Proton pump inhibitors (Prilosec, Prevacid, Nexium) block the production of acid in your stomach. Studies are controversial, but PPIs may decrease the absorption of calcium and increase the risk of fractures in people over the age of 50. The risk may increase with increasing dose and duration of PPI therapy. Short term PPI use has not been associated with bone density changes. Discuss with your doctor the benefits of taking a proton pump inhibitor if you have an increased risk of bone fractures. If a PPI is necessary long-term, the doctor will likely recommend a calcium supplement that doesn’t need stomach acid for absorption, such as calcium citrate (Cal-Citrate).

In summary, if you have a condition such as celiac disease, chronic liver disease, ulcerative colitis or Crohn’s disease; if you take chronic prednisone; or if you have undergone a prior gastric bypass procedure, you should talk to your Granite Peaks gastroenterologist about osteoporosis screening, prevention and treatment.

C. Difficile Infection

Antibiotics are effective medications commonly used to treat infection. Although safe, they can cause side effects, including diarrhea, in up to 20% of patients, usually improving when the antibiotics are stopped.  In some patients Clostridium difficile infection (CDI) can develop due to a toxin-producing bacteria that causes a severe form of diarrhea associated with antibiotic use.  Symptoms can range from mild diarrhea to severe colon inflammation that can be fatal.

With increased antibiotic use in the U.S., Canada and other countries, the number of CDI cases has dramatically increased. C. difficile spores are very common in the environment and difficult to get rid of.

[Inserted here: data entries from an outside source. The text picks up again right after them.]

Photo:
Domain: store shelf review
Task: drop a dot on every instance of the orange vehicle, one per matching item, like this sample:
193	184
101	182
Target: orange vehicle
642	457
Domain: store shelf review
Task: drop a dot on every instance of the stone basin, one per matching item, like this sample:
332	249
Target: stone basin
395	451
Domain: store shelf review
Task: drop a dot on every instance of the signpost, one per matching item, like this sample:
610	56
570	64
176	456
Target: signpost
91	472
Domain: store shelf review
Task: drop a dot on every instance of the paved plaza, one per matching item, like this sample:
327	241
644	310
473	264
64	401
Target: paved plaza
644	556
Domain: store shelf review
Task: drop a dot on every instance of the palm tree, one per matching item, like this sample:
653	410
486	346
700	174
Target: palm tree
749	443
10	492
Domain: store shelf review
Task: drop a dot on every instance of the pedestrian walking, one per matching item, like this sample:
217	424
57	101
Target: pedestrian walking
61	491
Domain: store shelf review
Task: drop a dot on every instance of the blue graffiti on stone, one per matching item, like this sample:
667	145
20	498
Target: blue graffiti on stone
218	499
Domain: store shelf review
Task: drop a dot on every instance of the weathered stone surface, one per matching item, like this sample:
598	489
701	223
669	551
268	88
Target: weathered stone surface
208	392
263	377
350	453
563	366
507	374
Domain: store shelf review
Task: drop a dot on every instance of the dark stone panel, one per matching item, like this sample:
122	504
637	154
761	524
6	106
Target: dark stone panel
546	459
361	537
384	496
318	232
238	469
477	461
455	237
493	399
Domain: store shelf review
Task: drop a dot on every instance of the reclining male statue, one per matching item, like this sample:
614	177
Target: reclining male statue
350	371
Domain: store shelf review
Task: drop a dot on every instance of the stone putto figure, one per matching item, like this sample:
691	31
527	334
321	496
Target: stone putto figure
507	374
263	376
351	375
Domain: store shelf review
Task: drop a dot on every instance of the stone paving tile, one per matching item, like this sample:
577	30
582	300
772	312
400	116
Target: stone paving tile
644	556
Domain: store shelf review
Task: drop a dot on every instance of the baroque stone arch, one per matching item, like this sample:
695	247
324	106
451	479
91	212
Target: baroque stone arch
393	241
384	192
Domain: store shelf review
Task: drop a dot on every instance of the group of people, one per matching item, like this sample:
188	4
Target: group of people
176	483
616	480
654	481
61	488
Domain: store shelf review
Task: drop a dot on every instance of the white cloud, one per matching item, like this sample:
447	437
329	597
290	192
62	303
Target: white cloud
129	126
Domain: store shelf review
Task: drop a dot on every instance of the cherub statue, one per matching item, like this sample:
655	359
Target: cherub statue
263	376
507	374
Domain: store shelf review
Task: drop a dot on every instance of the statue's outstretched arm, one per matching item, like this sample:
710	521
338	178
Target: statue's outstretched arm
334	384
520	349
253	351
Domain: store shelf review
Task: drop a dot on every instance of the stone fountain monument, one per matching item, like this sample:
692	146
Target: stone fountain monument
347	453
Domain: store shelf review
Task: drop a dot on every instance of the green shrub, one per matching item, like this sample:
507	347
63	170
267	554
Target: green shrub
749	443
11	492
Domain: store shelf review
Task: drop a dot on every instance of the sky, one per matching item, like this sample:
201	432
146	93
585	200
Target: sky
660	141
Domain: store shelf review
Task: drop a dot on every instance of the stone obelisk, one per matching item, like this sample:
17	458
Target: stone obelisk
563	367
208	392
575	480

They produce two main toxins that cause inflammation in the colon.

Although most cases of CDI are antibiotic-related, there are additional risk factors that do not include antibiotic use such as older age, weakened immune system, being in a hospital or long-term care facility. Those with inflammatory bowel disease are more likely to get CDI and may face a more intense illness than patients with IBD or CDI alone. Acid-suppressing medicines may also increase the risk of contracting CDI.

Patients experience diarrhea, the most common symptom, and may experience abdominal cramping associated with the watery stool. Vomiting, fever, nausea and generally feeling unwell can accompany the diarrhea. Severe cases include fever and abdominal distension.

A stool test is necessary to verify the presence of toxin in the stools and determine appropriate treatment. In mild cases, an antibiotic such as metronidazole may be used. If that isn’t effective, vancomycin is the next step and is usually effective.

While antibiotic treatment is effective in most cases of CDI, up to 20% of patients could experience recurrent symptoms and recurrence statistics rise from there (up to 60%) if the patient is not responding to a second round of antibiotic therapy.

For these patients, the most effective method for treating CDI is known as a fecal microbiota transplant, which has been effective in more than 90% of patients receiving the treatment in randomized controlled trials. The doctors at Granite Peaks Gastroenterology have experience and have had success with this treatment in multiple patients suffering from CDI who were unresponsive to traditional antibiotic treatment.

Don’t let symptoms go unattended. Check in with your doctor if you have symptoms of CDI, especially if you’ve recently used antibiotics. The sooner it is treated, the more likely it is that you’ll have a quick and complete recovery.